From a reliability standpoint, that’s concerning. AI can generate convincing, logical-sounding arguments that are, in fact, false (especially when asked to explain its reasoning).
The upside? With the right interpretability tools, we can begin to tell the difference between genuine reasoning and on-the-fly improvisation. And that might be one of the most valuable insights we have about how these systems actually work.
Explaining Hallucinations: When Knowledge Breaks Down
If you’ve ever interacted with an AI, chances are you’ve seen it hallucinate—confidently stating something that’s completely false.
But why does this happen?
Anthropic’s research uncovered what looks like an internal tug-of-war between knowing and not knowing.
It turns out Claude has a built-in “default refusal” mechanism, a kind of safety net that tells the model to respond with something like “I can’t answer that” to most questions unless it’s really sure. That’s a sensible precaution. A responsible AI shouldn’t guess unless it has solid information.
But there's another circuit that does the opposite—it kicks in when the model detects that a question involves a known topic or entity. When that happens, it overrides the refusal and allows the model to respond. You can see this dynamic in action in the image below.
When the question is about a well-known person or a widely discussed topic, the “I know this” signal takes over, and Claude answers. When it’s about something clearly unfamiliar, the “I don’t know” signal stays active, and the model appropriately declines to respond.

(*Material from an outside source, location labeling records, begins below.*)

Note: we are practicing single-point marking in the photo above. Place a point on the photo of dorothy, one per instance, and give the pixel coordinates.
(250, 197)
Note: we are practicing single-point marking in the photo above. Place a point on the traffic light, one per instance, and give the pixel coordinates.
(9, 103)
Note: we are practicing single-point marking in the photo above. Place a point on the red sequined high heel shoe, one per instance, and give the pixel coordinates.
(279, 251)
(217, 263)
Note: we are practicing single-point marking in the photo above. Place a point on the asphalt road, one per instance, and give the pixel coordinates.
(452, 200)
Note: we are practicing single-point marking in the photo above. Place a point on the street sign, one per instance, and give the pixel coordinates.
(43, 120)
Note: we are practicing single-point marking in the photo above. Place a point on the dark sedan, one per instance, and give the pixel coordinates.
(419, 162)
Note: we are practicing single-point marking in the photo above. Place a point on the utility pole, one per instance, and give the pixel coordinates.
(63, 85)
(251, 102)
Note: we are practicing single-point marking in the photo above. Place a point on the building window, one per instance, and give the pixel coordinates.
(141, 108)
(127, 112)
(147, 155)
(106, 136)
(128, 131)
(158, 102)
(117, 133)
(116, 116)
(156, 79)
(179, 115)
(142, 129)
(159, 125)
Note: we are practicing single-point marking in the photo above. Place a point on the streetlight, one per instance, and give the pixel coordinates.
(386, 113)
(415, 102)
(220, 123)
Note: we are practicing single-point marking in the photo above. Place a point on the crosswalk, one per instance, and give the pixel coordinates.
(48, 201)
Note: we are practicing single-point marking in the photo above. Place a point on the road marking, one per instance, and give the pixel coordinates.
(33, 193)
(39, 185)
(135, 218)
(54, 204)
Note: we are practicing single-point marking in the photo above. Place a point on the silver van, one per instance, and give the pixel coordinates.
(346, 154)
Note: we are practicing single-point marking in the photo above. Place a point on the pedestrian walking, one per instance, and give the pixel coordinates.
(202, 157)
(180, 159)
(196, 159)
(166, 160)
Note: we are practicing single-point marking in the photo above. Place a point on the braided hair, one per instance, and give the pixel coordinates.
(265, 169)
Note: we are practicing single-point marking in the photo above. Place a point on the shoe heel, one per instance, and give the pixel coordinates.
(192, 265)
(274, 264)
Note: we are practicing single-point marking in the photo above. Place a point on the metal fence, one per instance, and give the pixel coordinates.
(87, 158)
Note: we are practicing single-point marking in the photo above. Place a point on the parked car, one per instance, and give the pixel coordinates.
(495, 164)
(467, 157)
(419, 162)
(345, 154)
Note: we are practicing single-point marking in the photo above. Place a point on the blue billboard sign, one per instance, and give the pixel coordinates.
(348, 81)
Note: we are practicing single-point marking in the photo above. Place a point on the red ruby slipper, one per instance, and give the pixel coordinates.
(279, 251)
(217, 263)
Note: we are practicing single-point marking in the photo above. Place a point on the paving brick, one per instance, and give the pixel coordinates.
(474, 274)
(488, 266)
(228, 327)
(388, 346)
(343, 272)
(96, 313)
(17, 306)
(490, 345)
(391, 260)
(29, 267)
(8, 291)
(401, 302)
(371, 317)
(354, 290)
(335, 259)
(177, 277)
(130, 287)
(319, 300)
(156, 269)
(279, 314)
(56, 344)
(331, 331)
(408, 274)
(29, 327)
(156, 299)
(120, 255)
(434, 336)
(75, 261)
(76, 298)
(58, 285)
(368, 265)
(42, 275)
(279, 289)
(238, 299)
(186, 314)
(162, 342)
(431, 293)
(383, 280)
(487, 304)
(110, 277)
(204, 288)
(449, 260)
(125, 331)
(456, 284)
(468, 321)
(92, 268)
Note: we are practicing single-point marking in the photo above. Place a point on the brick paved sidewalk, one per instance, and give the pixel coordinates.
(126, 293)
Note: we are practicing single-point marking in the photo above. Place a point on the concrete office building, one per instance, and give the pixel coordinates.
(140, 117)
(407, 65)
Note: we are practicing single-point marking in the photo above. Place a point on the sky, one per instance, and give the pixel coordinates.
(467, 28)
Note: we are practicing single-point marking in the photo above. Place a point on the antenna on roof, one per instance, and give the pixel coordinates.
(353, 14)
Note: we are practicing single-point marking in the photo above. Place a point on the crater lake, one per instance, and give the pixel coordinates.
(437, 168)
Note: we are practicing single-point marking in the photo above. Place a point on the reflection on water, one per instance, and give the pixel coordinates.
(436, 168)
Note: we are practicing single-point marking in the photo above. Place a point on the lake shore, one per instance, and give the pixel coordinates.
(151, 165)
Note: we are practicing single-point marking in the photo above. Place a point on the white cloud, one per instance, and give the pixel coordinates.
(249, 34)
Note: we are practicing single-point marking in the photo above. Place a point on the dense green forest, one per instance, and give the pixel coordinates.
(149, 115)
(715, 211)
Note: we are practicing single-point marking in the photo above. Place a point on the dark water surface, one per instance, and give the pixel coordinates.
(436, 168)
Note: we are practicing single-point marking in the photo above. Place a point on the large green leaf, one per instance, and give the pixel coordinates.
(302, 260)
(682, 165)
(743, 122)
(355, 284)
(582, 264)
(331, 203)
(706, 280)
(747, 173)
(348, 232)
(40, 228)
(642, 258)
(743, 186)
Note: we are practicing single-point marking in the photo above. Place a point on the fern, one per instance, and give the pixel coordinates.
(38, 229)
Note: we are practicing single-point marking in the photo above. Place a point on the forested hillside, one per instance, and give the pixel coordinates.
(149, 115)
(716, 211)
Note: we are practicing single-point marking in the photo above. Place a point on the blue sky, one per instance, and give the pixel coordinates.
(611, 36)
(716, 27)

Hallucinations happen in the gray area between those two extremes—when Claude recognizes just enough of the question to feel confident answering, but doesn’t actually have the underlying facts.
That misplaced confidence disables the safety mechanism, and the model fills in the blanks with something that sounds right but isn’t. Anthropic even demonstrated that it could intentionally trigger hallucinations by manually activating certain internal features, causing Claude to repeatedly give the same, clearly incorrect response.
This suggests hallucinations aren’t just random errors. They’re often predictable breakdowns in an internal check, one that’s meant to decide whether the model has enough knowledge to answer in the first place.
That aligns with findings from other studies showing that models have a kind of internal sense of what they do and don’t know. Some researchers even refer to this as knowledge awareness—the model’s ability to assess its own confidence and decide whether to respond or defer.
The problem is that this self-awareness isn’t perfect.
So when your company’s chatbot confidently makes up a fact, it may genuinely think it knows the answer, even when it doesn’t. Understanding this gives AI developers a powerful tool: the ability to improve prompts, adjust system settings, or design smarter safeguards to ensure that, when the model is unsure, it leans toward being cautious.
Final Thoughts
By tracing how AI models form and process ideas, we’re stepping into a new phase—one where we view these systems less as mysterious black boxes and more as complex cognitive tools that can be studied, debugged, and, ideally, trusted.
We’ve seen that AI reasoning can sometimes mirror human thought (abstracting concepts, planning ahead) and other times feel entirely foreign, like inventing odd ways to solve problems or faking a logical explanation when none exists.
Each insight, whether it's Claude crafting a rhyme in advance or fabricating a math proof, reveals another layer of how these systems work and how much more there is to uncover.
Fascinating... we may eventually figure out how we think as well along the way.